The somewhat confrontational segment featured all of the current CBS This Morning co-hosts grilled Farrow with detailed questions about his sourcing on sexual abuse claims from powerful men. While they referenced the problems at CBS, the questions came about the problems on NBC.
Regarding NBC’s refusal to proceed with Farrow’s reporting on disgraced Hollywood mogul Harvey Weinstein, Gayle King demanded, “The bulk of the book is about your efforts to tell the Harvey Weinstein story and in the end NBC killed the story saying it didn’t reach their level of journalism. How do we know that this is not just — they’re saying it’s an axe to grind on your part.”

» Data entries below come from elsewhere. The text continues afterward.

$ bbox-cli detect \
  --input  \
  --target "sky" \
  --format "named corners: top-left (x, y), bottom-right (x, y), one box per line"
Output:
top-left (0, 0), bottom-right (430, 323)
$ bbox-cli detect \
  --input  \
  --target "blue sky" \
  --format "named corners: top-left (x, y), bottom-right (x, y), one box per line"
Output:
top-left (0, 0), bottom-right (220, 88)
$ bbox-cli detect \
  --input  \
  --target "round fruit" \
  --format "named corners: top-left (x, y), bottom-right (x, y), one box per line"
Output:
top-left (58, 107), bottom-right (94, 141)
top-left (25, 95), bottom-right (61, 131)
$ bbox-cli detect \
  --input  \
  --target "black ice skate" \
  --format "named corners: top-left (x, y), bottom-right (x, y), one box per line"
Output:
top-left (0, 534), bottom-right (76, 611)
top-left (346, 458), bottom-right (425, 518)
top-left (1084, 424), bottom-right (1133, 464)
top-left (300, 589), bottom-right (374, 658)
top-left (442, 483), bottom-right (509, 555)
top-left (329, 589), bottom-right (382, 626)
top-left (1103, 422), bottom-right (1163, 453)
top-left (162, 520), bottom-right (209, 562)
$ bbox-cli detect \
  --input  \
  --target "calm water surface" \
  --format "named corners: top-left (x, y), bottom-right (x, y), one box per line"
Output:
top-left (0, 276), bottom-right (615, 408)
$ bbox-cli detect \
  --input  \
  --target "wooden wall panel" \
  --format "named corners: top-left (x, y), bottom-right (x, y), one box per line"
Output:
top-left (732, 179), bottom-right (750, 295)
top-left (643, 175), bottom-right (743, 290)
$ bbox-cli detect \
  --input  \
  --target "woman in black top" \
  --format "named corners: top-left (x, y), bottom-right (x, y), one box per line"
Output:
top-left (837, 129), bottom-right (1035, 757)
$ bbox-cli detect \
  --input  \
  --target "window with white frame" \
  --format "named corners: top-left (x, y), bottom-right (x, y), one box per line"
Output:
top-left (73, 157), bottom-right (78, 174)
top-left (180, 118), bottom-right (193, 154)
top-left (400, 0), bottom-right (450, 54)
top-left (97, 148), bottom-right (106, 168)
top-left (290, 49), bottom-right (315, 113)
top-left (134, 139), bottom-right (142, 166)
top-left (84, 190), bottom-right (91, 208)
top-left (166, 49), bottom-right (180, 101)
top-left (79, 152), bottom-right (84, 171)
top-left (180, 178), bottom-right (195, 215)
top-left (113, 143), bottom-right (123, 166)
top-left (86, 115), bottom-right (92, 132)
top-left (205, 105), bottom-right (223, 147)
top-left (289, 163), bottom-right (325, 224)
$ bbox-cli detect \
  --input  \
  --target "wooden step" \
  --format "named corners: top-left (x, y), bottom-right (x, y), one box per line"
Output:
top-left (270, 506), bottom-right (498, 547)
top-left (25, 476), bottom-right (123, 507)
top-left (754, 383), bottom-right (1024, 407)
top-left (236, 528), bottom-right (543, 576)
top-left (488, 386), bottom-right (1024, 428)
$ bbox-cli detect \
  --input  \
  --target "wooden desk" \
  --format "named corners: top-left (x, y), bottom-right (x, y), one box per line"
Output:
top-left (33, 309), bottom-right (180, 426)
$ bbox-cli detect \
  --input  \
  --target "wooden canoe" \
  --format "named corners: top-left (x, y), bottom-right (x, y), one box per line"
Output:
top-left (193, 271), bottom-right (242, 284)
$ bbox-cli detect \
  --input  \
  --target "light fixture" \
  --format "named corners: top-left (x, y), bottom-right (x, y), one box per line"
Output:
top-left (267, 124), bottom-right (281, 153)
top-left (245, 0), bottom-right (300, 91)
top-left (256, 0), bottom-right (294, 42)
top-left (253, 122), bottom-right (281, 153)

Actually, it appears that King is simply setting Farrow up to respond to his critics, particularly at NBC, which has attacked his book (detailed in the transcript that Whitlock didn’t otherwise acknowledge).
Whitlock repeated his smear of King in an Oct. 22 post, claiming that “King suggested Farrow might have an ‘ax to grind.” That post was otherwise about Fox News anchor Bret Baier’s appearance on “CBS This Morning,”with Whitlock whining that the show’s co-hosts “grilled” Baier “about the departure of Shepard Smith from the network, baiting him to divine what exactly Smith meant when he said that the ‘truth will always matter.'” (The MRC hates Smith for failing to march in lockstep with Fox News’ right-wing agenda.)
Whitlock didn’t mention that Baier has his own issues with the truth, touting an anonymous sourced story before the 2016 election that Hillary Clinton’s indictment was imminent — a story that Baier had to retract and a story the MRC totally embraced yet never told its readers was retracted.